Friday, December 2, 2016

A Hard-to-Beat Bait If You're Looking for Something to Mimic the Real Deal

"I don't know how I figured it out, but you can catch the mess out of fry guarders while burning it like a crankbait around nests. I guess you could catch them with a bare hook this time of year, but it still works.

"I think I was using elite blue at the time, and they were crushing it. The first one was a 3-plus male guarding a double-digit-plus female still on the nest. He hit so hard I though it was her for a second.

"Either way, if you're looking for some confidence and a quick limit, this is definitely a tool to use at the right time, and I'm sure it catches 'em with a traditional cadence, as well, especially in the winter."

The "it" the author of this testimonial was talking about is the slow-rising Shadow Rap Shad jerkbait, which became available at sporting goods retailers nationwide in February 2016. The "gone" color of this lure (pictured here) is what I've used my last couple of trips to catch a few fish.

The water temp hasn't yet dipped low enough to require fishing this bait in the traditional jerk-jerk-pause cadence. It was running about 54 degrees the first time I used it a couple weeks ago, compared to 61 degrees yesterday. As a result, I've been experimenting with several different kinds of retrieves, some of which have worked, while others didn't.

And while I certainly haven't been setting the world on fire with this bait, I've truly enjoyed the reactions I've gotten from the fish so far. Some have nailed it as soon as it splashed down. Others have hit the bait while pausing and letting it rise from just a few inches under the surface. And still others have taken the bait while working it with a steady twitching motion.

Given these results, my next move will be to test some of the bait's other colors that I have. A total of 24 are available on store shelves, including the 14 original Shadow Rap patterns, as well as these 10 new ones: crush, elite blue, haymaker, olive drab, purple haze, gone, halloween, imposter, molten copper, and tropic ice.

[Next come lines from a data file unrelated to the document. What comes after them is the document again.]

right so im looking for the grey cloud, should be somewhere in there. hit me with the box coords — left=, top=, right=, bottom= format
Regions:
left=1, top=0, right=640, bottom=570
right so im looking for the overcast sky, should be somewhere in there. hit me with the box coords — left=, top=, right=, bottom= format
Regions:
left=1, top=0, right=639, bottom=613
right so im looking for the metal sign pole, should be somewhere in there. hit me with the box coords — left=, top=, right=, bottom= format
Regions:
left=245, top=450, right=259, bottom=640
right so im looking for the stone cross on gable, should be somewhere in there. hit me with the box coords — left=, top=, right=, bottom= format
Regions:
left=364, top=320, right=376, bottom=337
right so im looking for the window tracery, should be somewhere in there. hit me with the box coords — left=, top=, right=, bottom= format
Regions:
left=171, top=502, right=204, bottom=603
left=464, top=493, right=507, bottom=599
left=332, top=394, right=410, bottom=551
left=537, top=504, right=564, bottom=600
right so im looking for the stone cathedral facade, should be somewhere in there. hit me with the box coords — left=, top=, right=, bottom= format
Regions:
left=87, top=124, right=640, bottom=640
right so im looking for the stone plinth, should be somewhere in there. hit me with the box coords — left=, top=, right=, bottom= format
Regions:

Fishing legend Al Linder described this bait's unique action (a horizontal struggle with a slow vertical rise) as perfectly mimicking an injured shad. "Fish haven't seen this before," he said. "That's why it's so deadly."

Bass pros Mike Iaconelli, Brandon Palaniuk, and Davey Hite, to name only a few, all agree with that analogy.

Featuring a shad-shaped body with textured scales, the Shadow Rap Shad comes in models that target two different depth ranges: 3-to-4 feet and 5-to-6 feet. The latter is called the Shadow Rap Shad Deep. Both measure 3 1/2 inches, weigh 3/8 of an ounce, and come armed with two sticky-sharp No. 6 VMC black nickel, thin-wire, round-bend hooks.

"It's a little bit wider than the original Shadow Rap, a little bit shorter, a little bit fatter, and has a two-hook design, rather than a three-hook design," Palaniuk explained.

"I love the wider, flat sides," Hite added. "Seems like everywhere there are threadfin and gizzard shad, and they're all this wider profile. And that's what we're mimicking."

In a school of look-alikes, the bait that swims distinctively stands out, triggering strikes. That's what the Shadow Rap Shad does.